Liver fibrosis is one of the known conditions linked to chronic liver injury. It will usually lead to cirrhosis and possibly HCC at the very later stages. Antimicrobial peptides such as endogenous mediators have the ability to enhance the processes of wound healing through antimicrobial activities, angiogenesis, chemotactic activities and LPS neutralization. For instance, in studies involving recombinant human AMP LL-37, it was observed that it enhanced the wound healing process by simply stopping the activation of macrophages with LPS, and also through the induction of the proliferation, as well as the migration, of endothelial cells, re-epithelization and vascularization.

Additionally, it may be possible to modify natural antimicrobial peptides or to combine them with other short peptides to enhance their overall potential or capabilities.

The Modification of Anticancer Peptides

Studies have shown that host antimicrobial peptides have anticancer ability. However, most of their properties may not be directly applicable in the design and the development of anticancer agents since they have very low killing activity. The potential candidates for anticancer peptides may be modified to alter their mode of action. Also through modifications, it is possible for the novel analogs to be developed as a way of increasing the membrane-binding affinity and selectivity to cancer cells through the modulation of their amino acid components. For example, a modified peptide CB1a obtained from antimicrobial peptide Cecropin B has shown to have very promising activity against leukemia with very low cytotoxicity to non-cancer cells. Also, various strategies such as fragmentation, polymerization, hybridization, and cyclization, among others may be used to increase the efficacy as well as the stability while decreasing undesirable collateral cytotoxicity.
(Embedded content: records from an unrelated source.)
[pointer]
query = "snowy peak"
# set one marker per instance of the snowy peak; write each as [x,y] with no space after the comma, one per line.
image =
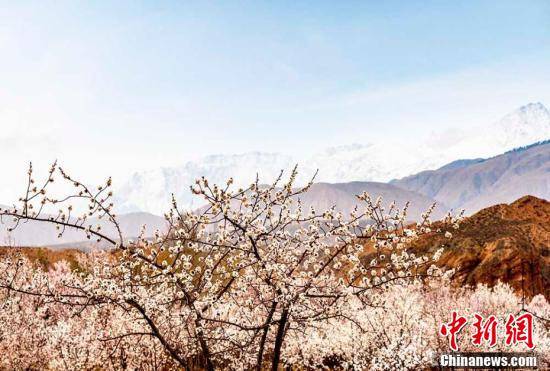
[527,121]
[380,161]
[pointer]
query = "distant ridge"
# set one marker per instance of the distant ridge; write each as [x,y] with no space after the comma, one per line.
[476,184]
[374,162]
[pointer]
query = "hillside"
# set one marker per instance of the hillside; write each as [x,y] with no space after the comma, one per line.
[378,161]
[33,233]
[506,242]
[475,184]
[325,195]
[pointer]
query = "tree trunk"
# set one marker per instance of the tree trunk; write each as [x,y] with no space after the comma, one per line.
[279,340]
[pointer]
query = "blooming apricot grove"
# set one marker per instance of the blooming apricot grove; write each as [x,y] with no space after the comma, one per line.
[249,281]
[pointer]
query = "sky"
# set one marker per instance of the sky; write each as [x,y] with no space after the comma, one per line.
[108,88]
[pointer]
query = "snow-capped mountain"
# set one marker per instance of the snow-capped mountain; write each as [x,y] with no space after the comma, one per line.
[150,190]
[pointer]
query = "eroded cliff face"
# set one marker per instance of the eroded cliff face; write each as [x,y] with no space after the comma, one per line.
[509,243]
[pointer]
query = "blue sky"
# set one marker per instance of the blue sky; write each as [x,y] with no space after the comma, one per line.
[120,86]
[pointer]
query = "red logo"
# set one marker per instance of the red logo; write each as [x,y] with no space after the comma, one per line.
[484,331]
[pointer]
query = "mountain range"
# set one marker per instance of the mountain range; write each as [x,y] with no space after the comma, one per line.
[474,184]
[151,190]
[471,184]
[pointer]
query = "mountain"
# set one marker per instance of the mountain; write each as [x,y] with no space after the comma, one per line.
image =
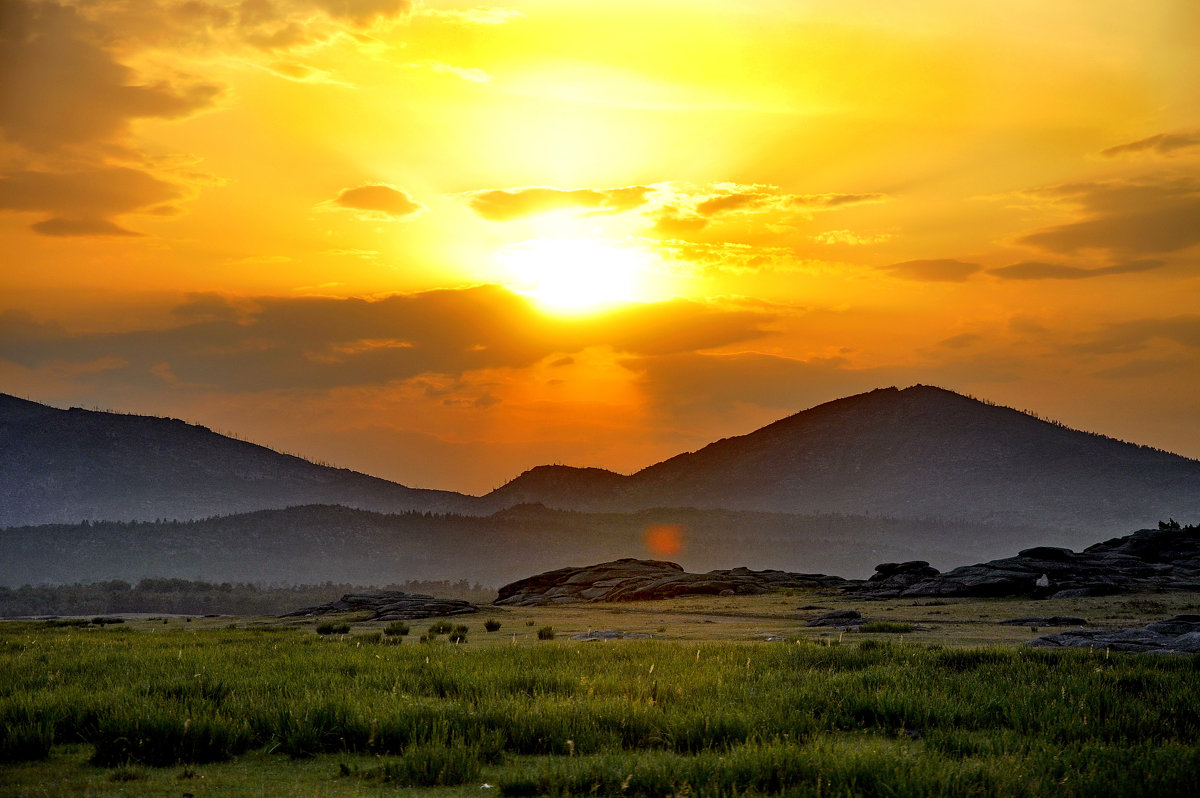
[70,466]
[918,453]
[321,543]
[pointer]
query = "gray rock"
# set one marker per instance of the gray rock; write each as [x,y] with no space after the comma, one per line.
[1149,559]
[1159,637]
[838,618]
[641,580]
[388,605]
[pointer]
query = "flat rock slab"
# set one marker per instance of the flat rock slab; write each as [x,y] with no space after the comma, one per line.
[609,634]
[838,618]
[642,580]
[1177,635]
[1045,621]
[389,605]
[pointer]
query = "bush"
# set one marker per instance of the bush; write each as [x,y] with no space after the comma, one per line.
[25,742]
[430,766]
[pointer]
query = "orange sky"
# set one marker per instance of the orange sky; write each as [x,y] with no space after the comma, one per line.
[443,243]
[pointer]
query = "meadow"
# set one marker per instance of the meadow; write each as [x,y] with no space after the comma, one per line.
[167,707]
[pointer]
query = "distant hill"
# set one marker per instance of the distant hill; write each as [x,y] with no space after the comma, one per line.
[918,453]
[70,466]
[316,544]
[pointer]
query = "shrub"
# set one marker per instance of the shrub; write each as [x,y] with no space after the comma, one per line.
[25,742]
[396,628]
[430,766]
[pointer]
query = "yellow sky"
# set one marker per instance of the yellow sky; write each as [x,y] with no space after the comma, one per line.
[443,243]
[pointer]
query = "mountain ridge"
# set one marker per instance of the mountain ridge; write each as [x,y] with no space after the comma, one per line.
[65,466]
[904,453]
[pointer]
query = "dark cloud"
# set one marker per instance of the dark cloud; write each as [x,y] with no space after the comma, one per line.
[60,88]
[379,199]
[936,270]
[960,341]
[83,203]
[508,204]
[1036,270]
[321,342]
[700,385]
[364,12]
[1159,144]
[1137,334]
[737,201]
[1132,219]
[813,202]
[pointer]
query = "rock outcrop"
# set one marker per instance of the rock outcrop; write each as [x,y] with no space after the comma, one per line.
[1150,559]
[641,580]
[1177,635]
[389,605]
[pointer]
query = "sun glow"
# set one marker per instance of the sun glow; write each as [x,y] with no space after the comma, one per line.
[576,275]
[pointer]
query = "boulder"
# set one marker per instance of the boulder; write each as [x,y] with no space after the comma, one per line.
[1149,559]
[1177,635]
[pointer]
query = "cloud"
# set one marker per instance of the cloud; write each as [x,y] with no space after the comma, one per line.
[937,270]
[379,201]
[508,204]
[1125,217]
[467,73]
[689,209]
[364,12]
[474,16]
[59,88]
[1135,334]
[1036,270]
[850,238]
[1159,144]
[324,342]
[83,203]
[819,202]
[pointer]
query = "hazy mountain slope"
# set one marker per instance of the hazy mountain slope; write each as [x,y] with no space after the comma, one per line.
[318,544]
[70,466]
[915,453]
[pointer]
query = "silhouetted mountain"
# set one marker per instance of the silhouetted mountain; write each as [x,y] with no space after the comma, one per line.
[918,453]
[321,543]
[69,466]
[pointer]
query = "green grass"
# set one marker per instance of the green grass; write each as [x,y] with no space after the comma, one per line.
[131,708]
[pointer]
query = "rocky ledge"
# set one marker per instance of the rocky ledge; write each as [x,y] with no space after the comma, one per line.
[388,605]
[640,580]
[1177,635]
[1150,559]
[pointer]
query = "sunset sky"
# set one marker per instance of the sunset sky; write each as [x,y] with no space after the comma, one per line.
[443,243]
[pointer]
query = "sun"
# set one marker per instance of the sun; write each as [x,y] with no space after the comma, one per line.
[576,275]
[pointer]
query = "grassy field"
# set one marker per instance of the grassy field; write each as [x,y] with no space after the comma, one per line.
[955,707]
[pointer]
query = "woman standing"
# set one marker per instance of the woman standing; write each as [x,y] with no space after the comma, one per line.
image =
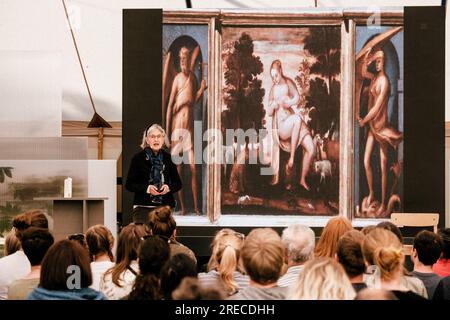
[152,175]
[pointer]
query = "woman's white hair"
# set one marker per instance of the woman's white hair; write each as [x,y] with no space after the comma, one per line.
[154,126]
[299,240]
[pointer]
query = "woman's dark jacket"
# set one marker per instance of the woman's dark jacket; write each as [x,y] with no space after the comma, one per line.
[138,179]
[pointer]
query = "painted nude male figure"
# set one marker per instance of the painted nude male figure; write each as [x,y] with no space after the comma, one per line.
[180,118]
[379,129]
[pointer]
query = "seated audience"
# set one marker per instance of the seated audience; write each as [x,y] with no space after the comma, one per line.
[118,281]
[365,231]
[100,242]
[442,266]
[174,271]
[442,291]
[426,251]
[298,241]
[223,266]
[334,229]
[383,249]
[65,274]
[323,278]
[16,266]
[191,289]
[80,238]
[263,257]
[162,223]
[12,243]
[35,243]
[153,254]
[375,294]
[349,255]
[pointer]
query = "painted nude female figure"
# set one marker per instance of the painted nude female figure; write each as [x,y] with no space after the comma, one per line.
[291,127]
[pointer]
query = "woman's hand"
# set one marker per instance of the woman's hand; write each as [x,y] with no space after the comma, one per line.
[164,189]
[153,190]
[361,122]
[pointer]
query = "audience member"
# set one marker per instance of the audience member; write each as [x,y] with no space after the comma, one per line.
[365,231]
[162,223]
[426,251]
[118,281]
[12,243]
[442,291]
[100,242]
[223,266]
[349,255]
[298,241]
[35,243]
[80,238]
[263,256]
[383,249]
[174,271]
[442,266]
[16,266]
[153,254]
[408,280]
[375,294]
[191,289]
[65,274]
[323,278]
[334,229]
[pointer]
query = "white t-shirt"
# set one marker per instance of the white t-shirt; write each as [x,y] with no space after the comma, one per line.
[13,267]
[98,270]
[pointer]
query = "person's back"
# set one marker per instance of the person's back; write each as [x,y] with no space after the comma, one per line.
[223,266]
[56,283]
[426,251]
[35,244]
[163,224]
[299,242]
[16,266]
[118,281]
[100,241]
[12,268]
[442,291]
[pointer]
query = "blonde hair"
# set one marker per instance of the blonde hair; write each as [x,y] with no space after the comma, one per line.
[333,231]
[263,255]
[154,126]
[323,279]
[184,51]
[226,250]
[382,248]
[12,243]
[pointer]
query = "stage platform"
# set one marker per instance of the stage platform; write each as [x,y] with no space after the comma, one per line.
[257,221]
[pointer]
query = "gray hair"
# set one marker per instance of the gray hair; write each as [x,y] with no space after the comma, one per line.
[154,126]
[299,240]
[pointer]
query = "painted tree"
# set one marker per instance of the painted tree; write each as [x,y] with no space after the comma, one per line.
[324,43]
[243,94]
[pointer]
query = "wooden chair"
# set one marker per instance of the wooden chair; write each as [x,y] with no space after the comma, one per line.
[415,220]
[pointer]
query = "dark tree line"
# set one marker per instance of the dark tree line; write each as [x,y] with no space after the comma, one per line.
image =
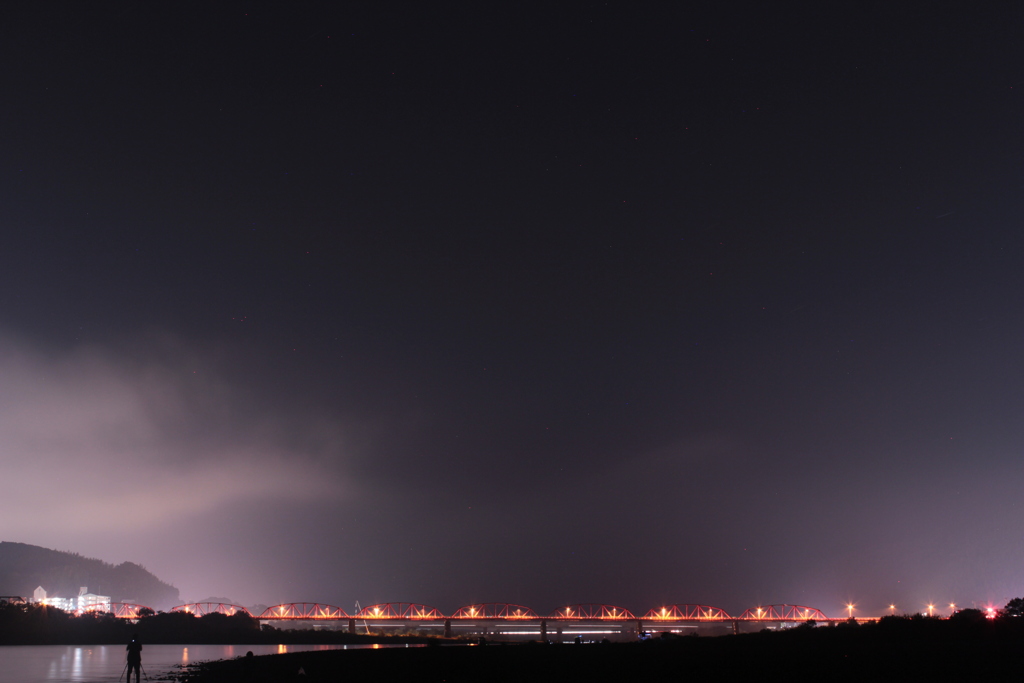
[39,625]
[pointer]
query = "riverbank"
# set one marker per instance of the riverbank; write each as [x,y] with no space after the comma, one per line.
[894,649]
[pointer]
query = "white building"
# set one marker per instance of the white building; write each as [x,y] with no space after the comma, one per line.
[84,602]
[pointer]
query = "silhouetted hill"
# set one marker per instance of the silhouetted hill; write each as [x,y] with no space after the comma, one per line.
[23,567]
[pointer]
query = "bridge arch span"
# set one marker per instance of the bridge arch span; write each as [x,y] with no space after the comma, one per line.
[408,610]
[686,611]
[204,608]
[495,610]
[592,610]
[303,610]
[783,613]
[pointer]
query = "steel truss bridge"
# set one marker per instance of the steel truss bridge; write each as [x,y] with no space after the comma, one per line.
[494,613]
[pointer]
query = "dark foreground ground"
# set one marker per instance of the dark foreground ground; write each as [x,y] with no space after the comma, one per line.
[923,650]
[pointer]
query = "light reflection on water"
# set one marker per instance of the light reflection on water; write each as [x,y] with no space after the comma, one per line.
[105,664]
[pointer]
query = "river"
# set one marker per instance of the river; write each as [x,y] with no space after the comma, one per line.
[105,664]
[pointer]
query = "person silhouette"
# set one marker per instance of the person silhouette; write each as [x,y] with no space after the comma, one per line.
[134,658]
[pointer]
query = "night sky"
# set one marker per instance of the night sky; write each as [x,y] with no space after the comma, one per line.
[611,302]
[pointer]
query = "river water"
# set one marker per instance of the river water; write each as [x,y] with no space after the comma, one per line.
[105,664]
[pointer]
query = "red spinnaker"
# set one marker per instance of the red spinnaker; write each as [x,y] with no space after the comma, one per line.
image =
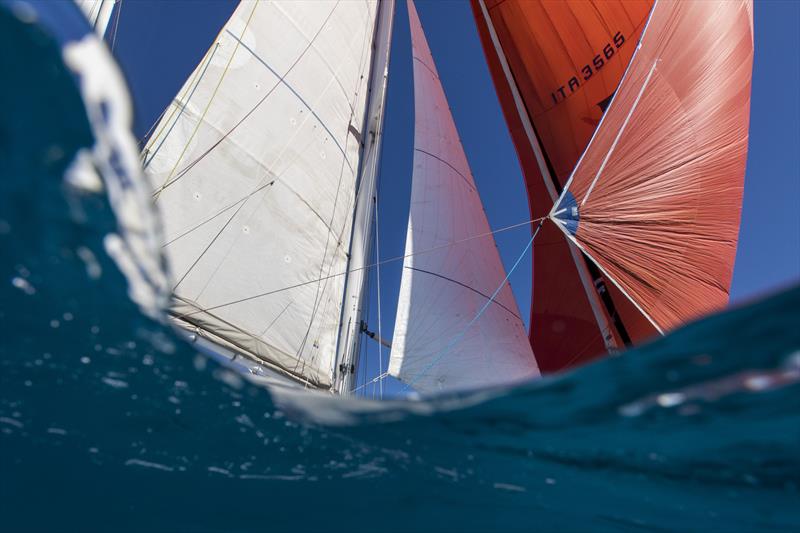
[656,199]
[564,60]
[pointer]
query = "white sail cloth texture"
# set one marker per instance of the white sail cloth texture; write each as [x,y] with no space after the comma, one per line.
[98,12]
[254,166]
[436,345]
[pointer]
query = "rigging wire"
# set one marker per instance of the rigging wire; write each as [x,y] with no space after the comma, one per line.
[379,378]
[383,262]
[378,289]
[457,338]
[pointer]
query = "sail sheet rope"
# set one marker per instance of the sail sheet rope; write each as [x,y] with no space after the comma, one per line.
[460,335]
[539,220]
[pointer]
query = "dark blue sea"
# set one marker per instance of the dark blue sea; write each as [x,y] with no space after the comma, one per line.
[109,422]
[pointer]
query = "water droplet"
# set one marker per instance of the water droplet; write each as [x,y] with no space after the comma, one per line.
[670,399]
[23,285]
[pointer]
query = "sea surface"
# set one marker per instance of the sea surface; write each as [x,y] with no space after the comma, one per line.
[110,422]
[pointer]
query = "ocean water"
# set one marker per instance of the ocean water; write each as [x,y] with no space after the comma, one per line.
[108,421]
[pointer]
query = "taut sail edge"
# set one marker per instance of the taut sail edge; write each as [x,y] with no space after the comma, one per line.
[256,178]
[656,197]
[457,322]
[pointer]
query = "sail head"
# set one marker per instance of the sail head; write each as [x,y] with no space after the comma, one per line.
[254,168]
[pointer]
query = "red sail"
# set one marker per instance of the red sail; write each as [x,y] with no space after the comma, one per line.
[556,65]
[655,201]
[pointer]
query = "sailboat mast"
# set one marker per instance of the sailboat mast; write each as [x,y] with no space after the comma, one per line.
[348,342]
[595,302]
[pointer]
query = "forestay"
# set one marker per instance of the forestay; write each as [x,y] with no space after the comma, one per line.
[253,167]
[436,346]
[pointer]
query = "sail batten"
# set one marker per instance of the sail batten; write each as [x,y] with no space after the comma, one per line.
[457,323]
[656,197]
[254,169]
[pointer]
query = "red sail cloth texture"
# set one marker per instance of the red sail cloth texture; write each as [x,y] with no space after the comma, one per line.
[659,189]
[546,45]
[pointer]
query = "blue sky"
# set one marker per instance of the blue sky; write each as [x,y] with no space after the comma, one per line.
[158,44]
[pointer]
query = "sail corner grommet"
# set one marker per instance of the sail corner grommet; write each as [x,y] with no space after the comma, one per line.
[567,213]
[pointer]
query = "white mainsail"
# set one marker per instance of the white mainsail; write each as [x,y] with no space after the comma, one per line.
[438,343]
[254,168]
[98,12]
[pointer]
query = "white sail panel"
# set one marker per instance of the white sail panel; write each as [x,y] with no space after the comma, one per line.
[98,12]
[253,167]
[436,345]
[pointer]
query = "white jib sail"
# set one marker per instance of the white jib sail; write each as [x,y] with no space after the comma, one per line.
[98,12]
[253,167]
[436,346]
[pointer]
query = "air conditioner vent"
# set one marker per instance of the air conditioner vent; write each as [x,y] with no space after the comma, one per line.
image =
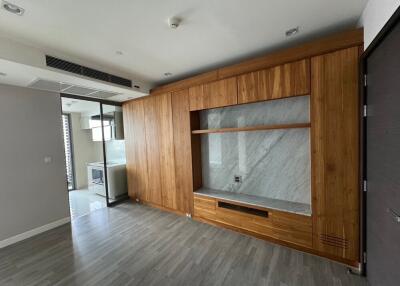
[86,71]
[63,65]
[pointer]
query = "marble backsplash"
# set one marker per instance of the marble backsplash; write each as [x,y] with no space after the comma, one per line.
[273,164]
[281,111]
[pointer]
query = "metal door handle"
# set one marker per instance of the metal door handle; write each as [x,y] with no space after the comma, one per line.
[396,217]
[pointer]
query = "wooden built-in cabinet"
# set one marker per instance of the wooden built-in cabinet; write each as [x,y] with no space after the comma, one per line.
[286,80]
[288,227]
[183,151]
[163,145]
[335,152]
[215,94]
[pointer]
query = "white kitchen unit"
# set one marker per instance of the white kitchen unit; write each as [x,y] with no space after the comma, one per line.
[116,174]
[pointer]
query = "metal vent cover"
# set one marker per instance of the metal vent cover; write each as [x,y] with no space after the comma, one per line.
[48,85]
[334,241]
[62,87]
[79,90]
[86,71]
[103,94]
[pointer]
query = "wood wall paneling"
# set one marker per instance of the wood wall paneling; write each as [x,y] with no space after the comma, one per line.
[215,94]
[166,147]
[286,80]
[183,151]
[335,153]
[136,149]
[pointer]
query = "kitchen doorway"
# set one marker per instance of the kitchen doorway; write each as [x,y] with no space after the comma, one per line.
[94,153]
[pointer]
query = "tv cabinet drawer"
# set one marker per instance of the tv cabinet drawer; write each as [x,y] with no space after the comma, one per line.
[204,207]
[284,226]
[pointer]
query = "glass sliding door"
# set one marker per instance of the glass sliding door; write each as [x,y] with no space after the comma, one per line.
[114,152]
[85,157]
[98,145]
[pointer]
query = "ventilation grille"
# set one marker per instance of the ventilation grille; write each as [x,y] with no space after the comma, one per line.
[85,71]
[334,241]
[61,87]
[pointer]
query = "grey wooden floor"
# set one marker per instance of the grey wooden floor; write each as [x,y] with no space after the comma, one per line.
[137,245]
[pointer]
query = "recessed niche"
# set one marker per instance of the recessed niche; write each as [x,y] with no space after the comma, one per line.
[271,164]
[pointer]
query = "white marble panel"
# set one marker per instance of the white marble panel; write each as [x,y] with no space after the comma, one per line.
[272,164]
[280,111]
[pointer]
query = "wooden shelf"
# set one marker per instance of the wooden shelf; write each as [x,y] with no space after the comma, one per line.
[253,128]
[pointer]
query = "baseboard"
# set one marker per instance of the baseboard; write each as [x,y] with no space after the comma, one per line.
[33,232]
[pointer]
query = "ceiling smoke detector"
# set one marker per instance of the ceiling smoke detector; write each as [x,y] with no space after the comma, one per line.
[174,22]
[12,8]
[292,32]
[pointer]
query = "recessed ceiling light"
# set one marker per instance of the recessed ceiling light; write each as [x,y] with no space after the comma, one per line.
[12,8]
[292,32]
[174,22]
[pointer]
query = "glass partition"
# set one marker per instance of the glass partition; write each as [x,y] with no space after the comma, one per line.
[114,146]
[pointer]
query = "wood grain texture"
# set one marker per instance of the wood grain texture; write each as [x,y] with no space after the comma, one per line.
[166,150]
[215,94]
[293,228]
[132,244]
[286,80]
[253,128]
[153,150]
[136,149]
[196,151]
[320,46]
[183,151]
[335,153]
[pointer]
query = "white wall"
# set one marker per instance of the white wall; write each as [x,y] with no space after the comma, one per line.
[32,193]
[374,17]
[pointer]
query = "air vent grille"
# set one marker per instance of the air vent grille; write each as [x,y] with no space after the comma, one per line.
[85,71]
[61,87]
[334,241]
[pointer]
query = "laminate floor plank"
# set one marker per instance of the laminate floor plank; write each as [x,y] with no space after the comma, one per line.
[133,244]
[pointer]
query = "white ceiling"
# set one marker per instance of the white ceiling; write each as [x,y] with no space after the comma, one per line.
[213,32]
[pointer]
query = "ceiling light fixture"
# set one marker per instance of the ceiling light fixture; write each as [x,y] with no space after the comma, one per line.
[174,22]
[12,8]
[292,32]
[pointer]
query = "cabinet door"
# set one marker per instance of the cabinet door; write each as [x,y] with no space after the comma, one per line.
[287,80]
[160,151]
[136,155]
[335,153]
[153,150]
[215,94]
[166,149]
[183,151]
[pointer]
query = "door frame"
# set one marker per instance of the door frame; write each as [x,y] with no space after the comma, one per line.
[101,103]
[71,147]
[387,28]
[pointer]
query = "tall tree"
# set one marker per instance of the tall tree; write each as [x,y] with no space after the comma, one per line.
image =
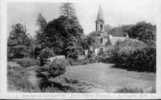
[42,23]
[68,10]
[18,42]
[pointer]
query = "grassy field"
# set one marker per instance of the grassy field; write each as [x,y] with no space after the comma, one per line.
[97,77]
[113,79]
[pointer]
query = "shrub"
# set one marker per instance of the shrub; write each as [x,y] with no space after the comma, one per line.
[135,56]
[27,62]
[44,54]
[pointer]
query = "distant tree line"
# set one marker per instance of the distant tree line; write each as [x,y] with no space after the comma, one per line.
[61,36]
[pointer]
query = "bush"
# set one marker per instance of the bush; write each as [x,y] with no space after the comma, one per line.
[54,69]
[44,54]
[27,62]
[135,56]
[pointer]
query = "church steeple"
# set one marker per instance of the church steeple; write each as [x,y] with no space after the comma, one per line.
[100,14]
[100,20]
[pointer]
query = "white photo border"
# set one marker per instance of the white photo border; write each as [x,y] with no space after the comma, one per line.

It is also possible to design anticancer peptides to synthesis in silico with the aim of reducing the associated time and labor.

The Potential Applications of Anticancer Peptides

Anticancer peptides have two main killing mechanisms – modulating immune responses to kill cancer cells and binding with targets to kill cancer cells. These mechanisms make them very attractive in the development of a variety of HCC treatments. To produce peptide based anticancer therapies, it is vital to explore various delivery systems, including nanoparticles, liposomes, and peptide-derived vaccines.

Peptide-Based Vaccines

Most of the peptide-based vaccines are easy to store, are water soluble, and can be customized to be used to target and achieve very specific objectives. For example, Glypican-3 (GPC3) obtained from heparin sulfate proteoglycans is usually overexpressed in HCC and, as such, it is viewed as a potential target for cancer immunotherapeutic. Peptide vaccines derived from GPC3 have demonstrated the ability to lead to an increase in the peptide-specific CTLs and they are currently being evaluated in a variety of clinical trials. There are, however, certain limitations that have been associated with the use of peptide vaccines. For example, peptide vaccines are known to have low efficacy, to be unstable under certain physiological conditions, and to have poor immunogenicity. There are several strategies that have been employed as a means of overcoming certain limitations, with some of the interventions including the use of immunostimulatory adjuvants, multi-epitope approaches, and the use of new delivery systems featuring nano or micro particles. It is also possible to use antimicrobial peptides with anticancer properties as adjuvants for vaccines. Clinical trials for peptide-based vaccines for cancer therapies targeting TAAs have been reviewed in the past few years, and it has been observed that by targeting tumor-specific mutated antigens, it may be possible to reduce the off-tumor cytotoxicity, allowing room for more personalized treatments.


Nanoparticles like liposomes and gold nanoparticles have been used in the design and development of various delivery systems because of their properties such as enviable bioactivity, long drug half-life, and good cell selectivity. Another promising strategy in the development of HCC therapies is the possibility of delivering anticancer peptides with the help of nanocarriers. In one study, it was reported that through the use of liposomes to deliver HCC-targeting peptide, there was enhanced therapeutic efficiency as well as proper selection by phage-display in a mouse with the HCC xenograph model. Currently, there is need for more studies to help in the identification of the unique neoantigens that can be used as potential candidates for immunotherapeutic agents against HCC.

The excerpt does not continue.